Remember back in May, when the Dow plunged almost 1000 points within the space of an hour? The official report as to the cause of that little episode came out last week. Here's what happened in a nutshell: A trader put out an order to sell more than $4 billion worth of S&P futures, without specifying a price at which to sell those futures, which would have smoothed the sale out over time. That put 75,000 E-Mini S&P futures on the market all at once. With all those shares coming quickly onto the market, to be sold at whatever price they could fetch, their price came down very rapidly.

That trade was made by an actual trader, but several automated trading programs picked up on the big sale and the price drop, and automatically followed suit. Those S&P futures are considered bellwethers for the stocks in the S&P 500, so when traders saw the futures plunging, many of them began selling off the underlying stocks as well.

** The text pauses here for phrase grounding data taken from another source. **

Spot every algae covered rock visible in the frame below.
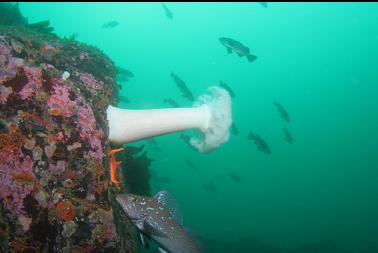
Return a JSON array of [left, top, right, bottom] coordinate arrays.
[[0, 6, 137, 253]]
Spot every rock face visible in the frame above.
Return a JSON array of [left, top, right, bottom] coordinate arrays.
[[0, 23, 136, 253]]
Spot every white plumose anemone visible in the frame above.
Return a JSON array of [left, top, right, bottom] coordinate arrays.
[[107, 86, 232, 153]]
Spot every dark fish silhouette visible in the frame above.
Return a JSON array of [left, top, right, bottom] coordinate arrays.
[[228, 173, 242, 183], [119, 95, 130, 103], [258, 2, 268, 8], [171, 72, 194, 102], [117, 76, 130, 83], [29, 20, 54, 33], [162, 3, 173, 20], [283, 126, 293, 144], [146, 138, 158, 145], [116, 66, 134, 83], [149, 146, 163, 153], [202, 184, 217, 192], [126, 145, 145, 155], [248, 132, 271, 154], [231, 122, 239, 135], [102, 20, 119, 28], [184, 159, 197, 170], [68, 33, 78, 41], [219, 37, 257, 63], [117, 67, 134, 78], [154, 176, 171, 183], [219, 81, 235, 98], [274, 100, 290, 122], [180, 133, 197, 151], [116, 191, 201, 253], [164, 98, 181, 108], [151, 171, 171, 183], [180, 133, 191, 143]]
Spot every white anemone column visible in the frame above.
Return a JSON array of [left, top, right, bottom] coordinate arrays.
[[107, 86, 232, 153]]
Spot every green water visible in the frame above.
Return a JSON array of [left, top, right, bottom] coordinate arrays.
[[20, 2, 378, 252]]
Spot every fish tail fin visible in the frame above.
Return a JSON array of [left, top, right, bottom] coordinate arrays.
[[184, 228, 206, 253], [247, 54, 257, 62]]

Eventually, cooler heads prevailed, and the market quickly made back all those losses when people realized the drop had been caused by, essentially, nothing. The SEC hasn't yet decided if it needs to implement additional regulations to keep such plunges from happening in the future, although it has put circuit breakers on the market to halt or slow trades of any stock that moves more than 10 percent in a five-minute period.

Monday, October 4, 2010

The End of TARP

Last week, the Treasury Department announced that it was in the process of unwinding the billions of dollars it had loaned AIG, the insurance giant at the center of the financial meltdown, and that the government might actually turn a profit on that aspect of the TARP program. TARP is in many ways officially over, so the New York Times yesterday provided a bit of a postmortem on the program. Some highlights:

* Although the bailout fund was initially funded with $700 billion, and is often described that way, it was actually reduced to $475 billion by the financial reform act passed last summer.

* Banks received $250 billion, of which $158 billion has been paid back. The government projects that this aspect of the program will eventually result in a profit of $5 billion to $20 billion for the Feds.

* The Big Three automakers got $82 billion, including money for lenders like Chrysler Financial and GMAC. Of that, about $15 billion has been paid back. For this part of the program, the government expects to eventually lose from $15 billion to $34 billion.

* A fund of $46 billion was created to help troubled homeowners modify their mortgages, but this has been a failure. Only 15 percent of eligible loans have been modified, and all the money is expected to be lost.

Friday, October 1, 2010

Double Dose of Strength

We had good news from two disparate sectors of the economy on Thursday, which may be a positive signal for this recovery. First of all, the manufacturing sector posted surprisingly strong figures in September, with the Institute for Supply Management's business barometer soaring to 60.4. Anything over 50 is considered to indicate expansion. The economists surveyed had expected the number to come in around 55.

Meanwhile, retail stocks posted their biggest quarterly gain since 2003 for the quarter that ended yesterday. The S&P Retail Index was up 19 percent, with the biggest gainers being Liz Claiborne (up 44 percent for the quarter) and the Warnaco Group (up 41 percent).

Those factors probably fueled the mild drop in workers filing new unemployment claims, which dropped by 16 percent last week. None of these figures on its own is the sign of a rip-roaring recovery, but the fact that they're so broad-based gives us reason for cautious optimism.